Democrats Taunt Republicans on Eve of Vote
This article is from the archive of The New York Sun before the launch of its new website in 2022. The Sun has neither altered nor updated such articles but will seek to correct any errors, mis-categorizations or other problems introduced during transfer.
WASHINGTON — On the eve of midterm elections, Democrats criticized Republicans as stewards of a stale status quo while President Bush campaigned into the evening in a drive to preserve GOP control in Congress.

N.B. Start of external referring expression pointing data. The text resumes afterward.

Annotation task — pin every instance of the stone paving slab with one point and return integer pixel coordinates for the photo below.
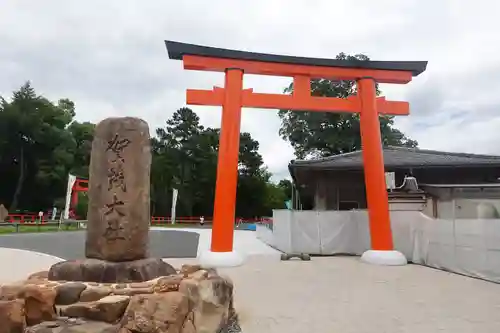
(70, 245)
(341, 294)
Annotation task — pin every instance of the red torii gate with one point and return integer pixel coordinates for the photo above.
(233, 97)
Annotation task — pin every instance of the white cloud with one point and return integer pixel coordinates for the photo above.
(109, 58)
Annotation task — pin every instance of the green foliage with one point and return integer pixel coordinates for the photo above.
(321, 134)
(40, 143)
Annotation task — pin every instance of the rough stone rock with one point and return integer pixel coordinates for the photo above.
(156, 313)
(198, 275)
(189, 269)
(108, 309)
(72, 326)
(12, 316)
(42, 275)
(167, 283)
(3, 213)
(69, 293)
(39, 304)
(12, 291)
(95, 270)
(133, 291)
(119, 191)
(211, 301)
(94, 293)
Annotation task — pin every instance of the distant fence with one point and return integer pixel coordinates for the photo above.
(31, 218)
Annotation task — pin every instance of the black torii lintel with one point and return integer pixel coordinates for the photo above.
(177, 50)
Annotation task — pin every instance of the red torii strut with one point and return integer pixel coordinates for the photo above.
(233, 97)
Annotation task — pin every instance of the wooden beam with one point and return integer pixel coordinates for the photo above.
(290, 102)
(280, 69)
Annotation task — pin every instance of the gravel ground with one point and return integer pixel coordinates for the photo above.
(341, 294)
(71, 244)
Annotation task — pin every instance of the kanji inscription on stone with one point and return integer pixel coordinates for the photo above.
(118, 215)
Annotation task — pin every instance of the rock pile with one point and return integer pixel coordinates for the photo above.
(192, 300)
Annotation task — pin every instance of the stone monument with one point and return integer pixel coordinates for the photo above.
(118, 215)
(3, 213)
(118, 288)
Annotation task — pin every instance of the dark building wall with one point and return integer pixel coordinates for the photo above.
(340, 189)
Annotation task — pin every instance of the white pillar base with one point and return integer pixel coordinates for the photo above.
(209, 259)
(384, 258)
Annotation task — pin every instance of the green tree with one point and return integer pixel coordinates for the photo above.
(83, 134)
(185, 157)
(36, 149)
(321, 134)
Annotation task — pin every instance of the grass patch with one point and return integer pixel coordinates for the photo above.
(36, 228)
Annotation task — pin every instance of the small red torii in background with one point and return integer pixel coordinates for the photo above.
(233, 97)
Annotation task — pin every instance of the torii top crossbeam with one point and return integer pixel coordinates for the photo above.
(233, 97)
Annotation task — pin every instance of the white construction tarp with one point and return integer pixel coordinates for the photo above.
(465, 246)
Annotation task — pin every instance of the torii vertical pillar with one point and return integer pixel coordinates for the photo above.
(233, 97)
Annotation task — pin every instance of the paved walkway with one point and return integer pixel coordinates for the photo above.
(71, 244)
(332, 294)
(342, 294)
(245, 242)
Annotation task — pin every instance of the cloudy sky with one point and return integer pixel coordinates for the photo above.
(110, 59)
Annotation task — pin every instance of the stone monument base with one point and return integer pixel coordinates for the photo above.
(95, 270)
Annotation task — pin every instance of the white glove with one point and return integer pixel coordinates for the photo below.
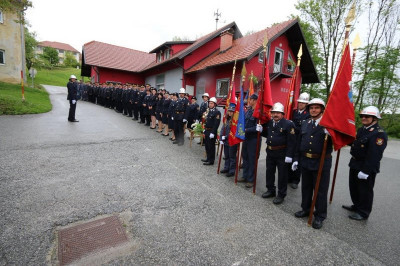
(288, 160)
(361, 175)
(294, 166)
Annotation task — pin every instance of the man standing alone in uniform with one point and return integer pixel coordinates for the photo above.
(309, 149)
(366, 151)
(72, 97)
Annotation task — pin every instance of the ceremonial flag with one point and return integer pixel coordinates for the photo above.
(339, 117)
(264, 102)
(237, 134)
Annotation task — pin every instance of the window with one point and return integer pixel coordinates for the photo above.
(222, 87)
(2, 57)
(167, 54)
(278, 60)
(160, 81)
(291, 63)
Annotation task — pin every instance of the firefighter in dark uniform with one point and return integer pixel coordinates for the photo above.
(366, 151)
(229, 150)
(179, 117)
(308, 151)
(72, 97)
(281, 141)
(249, 155)
(211, 125)
(298, 116)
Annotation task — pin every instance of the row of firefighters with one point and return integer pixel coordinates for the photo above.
(293, 147)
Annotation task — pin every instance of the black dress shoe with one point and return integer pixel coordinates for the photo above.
(358, 217)
(351, 208)
(278, 200)
(301, 214)
(269, 194)
(317, 224)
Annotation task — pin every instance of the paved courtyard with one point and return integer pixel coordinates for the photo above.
(177, 211)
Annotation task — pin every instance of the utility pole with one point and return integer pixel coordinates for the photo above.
(217, 15)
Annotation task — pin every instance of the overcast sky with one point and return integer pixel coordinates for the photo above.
(145, 24)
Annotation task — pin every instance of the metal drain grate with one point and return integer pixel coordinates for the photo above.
(81, 240)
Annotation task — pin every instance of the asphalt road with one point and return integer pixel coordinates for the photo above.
(53, 173)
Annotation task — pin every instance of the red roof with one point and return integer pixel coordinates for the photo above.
(242, 48)
(116, 57)
(58, 45)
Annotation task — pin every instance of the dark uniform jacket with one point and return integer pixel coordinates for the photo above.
(72, 91)
(180, 108)
(212, 121)
(367, 149)
(250, 124)
(281, 139)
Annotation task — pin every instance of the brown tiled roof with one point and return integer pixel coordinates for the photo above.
(116, 57)
(58, 45)
(199, 42)
(242, 48)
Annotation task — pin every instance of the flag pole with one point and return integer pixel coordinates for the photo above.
(260, 111)
(356, 45)
(321, 166)
(349, 20)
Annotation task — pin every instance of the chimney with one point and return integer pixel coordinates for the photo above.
(226, 41)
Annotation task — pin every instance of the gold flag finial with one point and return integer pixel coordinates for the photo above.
(352, 14)
(357, 42)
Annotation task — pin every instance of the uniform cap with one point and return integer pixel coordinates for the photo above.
(304, 98)
(213, 99)
(371, 110)
(278, 107)
(316, 101)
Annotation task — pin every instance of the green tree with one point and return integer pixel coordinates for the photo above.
(30, 46)
(70, 60)
(325, 21)
(51, 55)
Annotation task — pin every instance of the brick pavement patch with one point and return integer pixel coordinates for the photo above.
(81, 240)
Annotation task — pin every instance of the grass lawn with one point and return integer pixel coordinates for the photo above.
(55, 76)
(36, 100)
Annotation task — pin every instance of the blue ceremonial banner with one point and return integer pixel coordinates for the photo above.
(240, 134)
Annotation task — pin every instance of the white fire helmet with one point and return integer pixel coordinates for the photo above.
(278, 107)
(316, 101)
(213, 99)
(371, 110)
(304, 98)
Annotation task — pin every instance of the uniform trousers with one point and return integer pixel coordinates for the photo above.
(72, 108)
(230, 158)
(276, 159)
(362, 192)
(309, 178)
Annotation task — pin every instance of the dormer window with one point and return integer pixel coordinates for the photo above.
(159, 57)
(167, 54)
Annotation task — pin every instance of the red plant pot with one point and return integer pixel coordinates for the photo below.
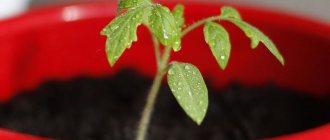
(64, 42)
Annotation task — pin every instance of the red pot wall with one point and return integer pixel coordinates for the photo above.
(64, 42)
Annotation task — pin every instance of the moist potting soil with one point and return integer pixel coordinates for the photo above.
(109, 109)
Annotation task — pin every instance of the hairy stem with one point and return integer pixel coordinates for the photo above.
(199, 23)
(157, 49)
(145, 119)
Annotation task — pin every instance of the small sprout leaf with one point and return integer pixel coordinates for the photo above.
(189, 89)
(178, 15)
(218, 39)
(257, 36)
(125, 4)
(164, 26)
(230, 12)
(121, 32)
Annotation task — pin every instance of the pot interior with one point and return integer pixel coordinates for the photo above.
(64, 42)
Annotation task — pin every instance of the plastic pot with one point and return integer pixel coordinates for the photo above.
(63, 42)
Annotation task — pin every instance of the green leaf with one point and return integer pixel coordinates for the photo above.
(121, 32)
(124, 4)
(218, 39)
(230, 12)
(257, 36)
(163, 25)
(189, 89)
(178, 15)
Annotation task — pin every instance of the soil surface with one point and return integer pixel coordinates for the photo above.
(109, 109)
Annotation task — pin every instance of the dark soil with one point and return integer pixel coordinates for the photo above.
(109, 109)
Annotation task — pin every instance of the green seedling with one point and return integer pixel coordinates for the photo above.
(167, 28)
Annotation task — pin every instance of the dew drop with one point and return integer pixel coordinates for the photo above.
(190, 94)
(114, 27)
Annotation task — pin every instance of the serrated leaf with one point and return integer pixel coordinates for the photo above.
(164, 27)
(178, 15)
(230, 12)
(121, 32)
(124, 4)
(217, 38)
(257, 36)
(189, 89)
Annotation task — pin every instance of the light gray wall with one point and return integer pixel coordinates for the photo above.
(314, 9)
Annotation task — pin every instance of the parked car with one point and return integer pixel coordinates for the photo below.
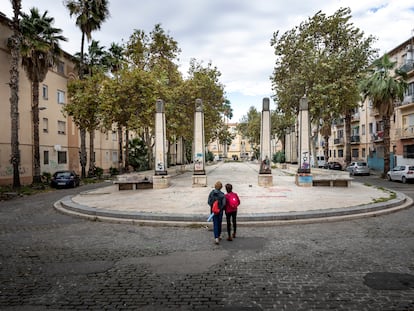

“They can’t run anything right,” President Clinton said, taunting Republicans about the war in Iraq, the aftermath of Hurricane Katrina, and even the scandal involving the House page program that complicated GOP efforts to win two more years in power.
Mr. Bush made no mention of the evident snub in public, but not so his aides.”Let’s see how many people show up in Palm Beach on 24 hours notice, versus 8,000 or 9,000 people” expected for the president’s speech, the White House’s top political strategist, Karl Rove, said. Democrats steadfastly refused to say so in public, but some Republicans signaled privately that they expected to lose more than 15 seats, and control of the House with them.
Democrats also boasted of several election targets in New York, where Senator Clinton and the Democratic candidate for governor, Eliot Spitzer, were expected to win landslides at the top of the ticket.
In contrast, only a few Democratic incumbents appeared in jeopardy, including Reps. John Barrow of Georgia; Melissa Bean of Illinois, and — in a race that bore no impact on the broader party struggle — William Jefferson of Louisiana. Mr. Jefferson, ensnared in a federal corruption investigation, faced a likely runoff on December 9, possibly against fellow Democrat Karen Carter.
Democrats needed to gain six seats to win control of the Senate. Senators DeWine of Ohio and Santorum of Pennsylvania, both Republicans, appeared in deepest trouble, Senators Chafee of Rhode Island and Burns of Montana somewhat less so.
Neither Mr. Bush nor Mr. Clinton, the president and ex-president, was on today’s ballot, but both campaigned energetically toward the finish line.
Campaigning in Missouri, Democratic senatorial candidate Claire McCaskill said it wasn’t so. She was in a supermarket meeting voters when one shopper asked her whether she wanted to raise taxes.
“There’s nothing to that allegation,” she replied. “We’re going to cut taxes for the middle class.”
She added that previous tax cuts “that just help the very wealthy should be retargeted to the middle class.”
As he has repeatedly, the president attacked Democrats for their position on Iraq. “Oh, they’ve got some ideas. Some of them say, ‘Get out right now.’ Some of them say, ‘Get out at a fixed date,’ even though the job hasn’t been done. One of them said, ‘Let’s move our troops to an island some 5,000 away.'”
Mr. Clinton provided the rebuttal to that charge from a stage in Rochester, N.Y. “On this ‘stay the course in Iraq’ deal, they say we’re the cut-and-run crowd,” he said. “These people don’t look like cut-and-run to me,” he said, gesturing at a House candidate and Navy veteran, Eric Massa, and a former senator, Max Cleland, who is a triple amputee from war wounds suffered in Vietnam a generation ago.